3.6. A new 40S interacting site in the sHP and the 3′SL elements is dependent on the WNV 5′ end

In an effort to deepen understanding of the mechanism by which the 40S recruitment at the 3′ UTR could influence the 5′ UTR-dependent translation enhancement, primer extension assays were performed with the m⁷G-WNV construct (Berzal-Herranz et al., 2022). This construct encompasses the capped 5′ end of the WNV genome (5′WNV RNA fragment) fused to the FLuc coding sequence plus the WNV 3′ UTR. For these analyses, a 70-fold molar excess of the 40S subunit was used to compensate for the competition of the 40S subunit binding by the 5′ end of the WNV genome.
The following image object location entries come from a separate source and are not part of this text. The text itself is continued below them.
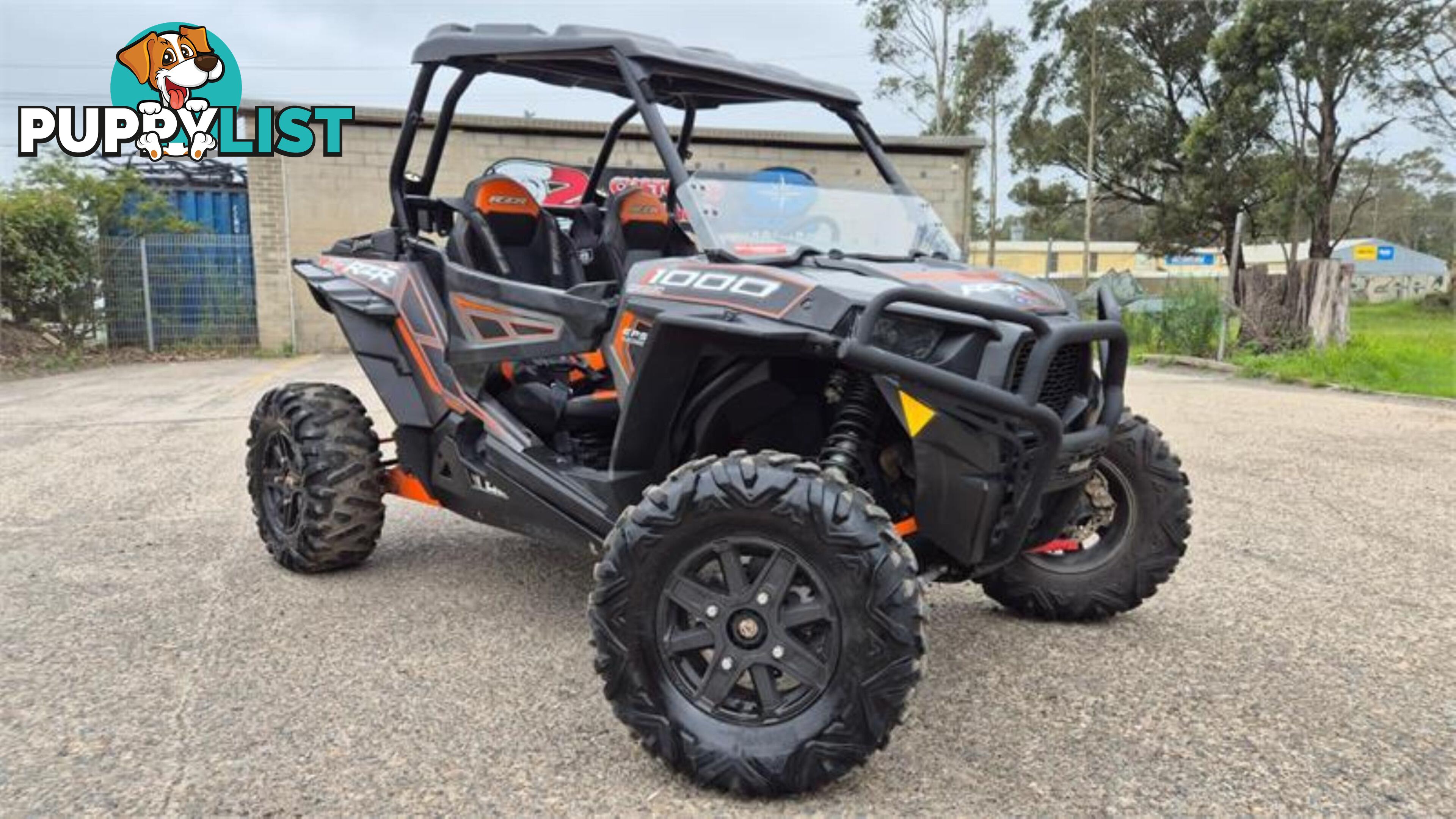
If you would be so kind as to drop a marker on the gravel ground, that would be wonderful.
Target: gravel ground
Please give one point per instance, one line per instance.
(155, 661)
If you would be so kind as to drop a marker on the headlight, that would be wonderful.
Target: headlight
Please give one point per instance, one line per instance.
(906, 337)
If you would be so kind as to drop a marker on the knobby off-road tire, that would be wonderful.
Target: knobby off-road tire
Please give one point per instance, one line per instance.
(1147, 540)
(803, 704)
(314, 473)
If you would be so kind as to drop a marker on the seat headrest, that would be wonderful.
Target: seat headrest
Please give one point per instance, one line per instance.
(507, 207)
(638, 206)
(501, 195)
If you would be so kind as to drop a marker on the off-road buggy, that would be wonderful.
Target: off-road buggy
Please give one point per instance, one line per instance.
(775, 409)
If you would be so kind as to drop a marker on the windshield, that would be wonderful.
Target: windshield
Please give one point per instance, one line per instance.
(784, 213)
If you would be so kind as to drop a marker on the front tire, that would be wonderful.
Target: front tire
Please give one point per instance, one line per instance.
(314, 473)
(758, 624)
(1132, 554)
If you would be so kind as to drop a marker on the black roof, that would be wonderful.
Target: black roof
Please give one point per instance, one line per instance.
(582, 56)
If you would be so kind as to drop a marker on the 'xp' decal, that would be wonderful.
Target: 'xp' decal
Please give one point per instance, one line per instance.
(745, 288)
(175, 91)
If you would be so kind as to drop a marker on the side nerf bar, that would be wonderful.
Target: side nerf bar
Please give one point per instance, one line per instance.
(1021, 404)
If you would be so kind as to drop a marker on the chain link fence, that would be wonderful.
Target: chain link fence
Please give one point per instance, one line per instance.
(178, 292)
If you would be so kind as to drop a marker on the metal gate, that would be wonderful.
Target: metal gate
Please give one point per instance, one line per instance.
(180, 290)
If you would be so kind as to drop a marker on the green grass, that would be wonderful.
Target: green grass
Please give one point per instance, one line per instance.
(1394, 347)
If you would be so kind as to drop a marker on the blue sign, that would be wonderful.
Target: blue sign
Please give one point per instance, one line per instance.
(1205, 260)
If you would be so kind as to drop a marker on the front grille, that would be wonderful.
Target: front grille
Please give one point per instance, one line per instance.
(1066, 377)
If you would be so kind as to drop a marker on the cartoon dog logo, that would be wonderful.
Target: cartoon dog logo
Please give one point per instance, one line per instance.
(175, 63)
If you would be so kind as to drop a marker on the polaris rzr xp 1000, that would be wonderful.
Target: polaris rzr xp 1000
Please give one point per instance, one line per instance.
(777, 409)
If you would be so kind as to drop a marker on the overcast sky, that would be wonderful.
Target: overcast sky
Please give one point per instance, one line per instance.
(340, 52)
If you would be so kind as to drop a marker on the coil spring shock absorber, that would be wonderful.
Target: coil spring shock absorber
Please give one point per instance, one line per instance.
(846, 447)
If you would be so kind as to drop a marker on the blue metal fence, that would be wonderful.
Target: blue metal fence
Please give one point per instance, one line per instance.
(180, 290)
(220, 210)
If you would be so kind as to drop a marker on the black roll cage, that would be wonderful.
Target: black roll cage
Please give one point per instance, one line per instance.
(410, 196)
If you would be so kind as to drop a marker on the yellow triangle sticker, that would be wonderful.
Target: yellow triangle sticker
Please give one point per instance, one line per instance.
(916, 414)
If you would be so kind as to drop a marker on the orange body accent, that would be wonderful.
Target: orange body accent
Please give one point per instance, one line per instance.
(407, 486)
(506, 196)
(641, 206)
(619, 343)
(420, 359)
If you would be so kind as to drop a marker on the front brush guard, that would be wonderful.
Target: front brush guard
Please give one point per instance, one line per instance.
(1052, 445)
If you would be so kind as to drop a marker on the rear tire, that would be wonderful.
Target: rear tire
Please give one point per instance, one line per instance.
(791, 577)
(314, 473)
(1139, 549)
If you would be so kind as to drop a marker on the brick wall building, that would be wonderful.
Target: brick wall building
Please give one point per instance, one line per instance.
(302, 206)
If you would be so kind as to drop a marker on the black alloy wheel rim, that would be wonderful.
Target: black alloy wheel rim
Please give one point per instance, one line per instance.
(283, 484)
(1111, 538)
(747, 630)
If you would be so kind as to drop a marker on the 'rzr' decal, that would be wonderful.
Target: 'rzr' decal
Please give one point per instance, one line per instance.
(743, 288)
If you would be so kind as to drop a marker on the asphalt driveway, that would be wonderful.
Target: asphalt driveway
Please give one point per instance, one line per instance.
(155, 661)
Importantly, these assays revealed the existence of a new and specific 40S binding site in the m⁷G-WNV RNA, mapping at the 5′ base of the 3′SL and the loop of sHP elements (Figs. 8A and 8D). This newly discovered 40S binding site was absolutely dependent on the presence of the WNV 5′ end (compare Fig. 8A and Supplementary Figure 1C) and occupies a significant portion of the 3′UAR sequence motif (U₁₀₉₅₄CUU₁₀₉₅₇, U₁₀₉₅₉, U₁₀₉₆₂C₁₀₉₆₃) and two nucleotides of the 3′DAR II sequence (G₁₀₉₄₅G₁₀₉₄₆) and a nucleotide (A₁₀₉₃₄) of the 3′CYC sequence (Figs. 8A and 8D).

Fig. 8.

Primer extension assays show the existence of a binding site for the 40S ribosomal subunit in the WNV 3′ UTR that is dependent on the 5′ end of the viral genome. Representative autoradiographs of the primer extension assays of the WNV 3′ UTR in the presence of molar excess of purified 40S ribosomal subunit. Primer extension analysis was performed with ³²P-5′ end labeled oligonucleotides in the absence (-) and presence (+) of the 70-fold molar excess of 40S subunit (A) to map 3′SL and sHP elements and (B) to map SL-III element (C) and 5-fold molar excess to map 3′DB and 5′DB elements. The extension products were resolved on a 6 % high-resolution denaturing polyacrylamide gels. Relevant RT stops were determined as in Fig. 4 and they are indicated by black arrowheads on the right side of the gels. (D) Sequence and secondary structure of the WNV 3′ UTR including the summary of the primer extension analyses for the WNV 3′ UTR-40S complex in the presence and absence of the WNV 5′ end. Numbering refers to the nucleotide positions of the NY99-flamingo382–99 strain (GeneBank access AF196835).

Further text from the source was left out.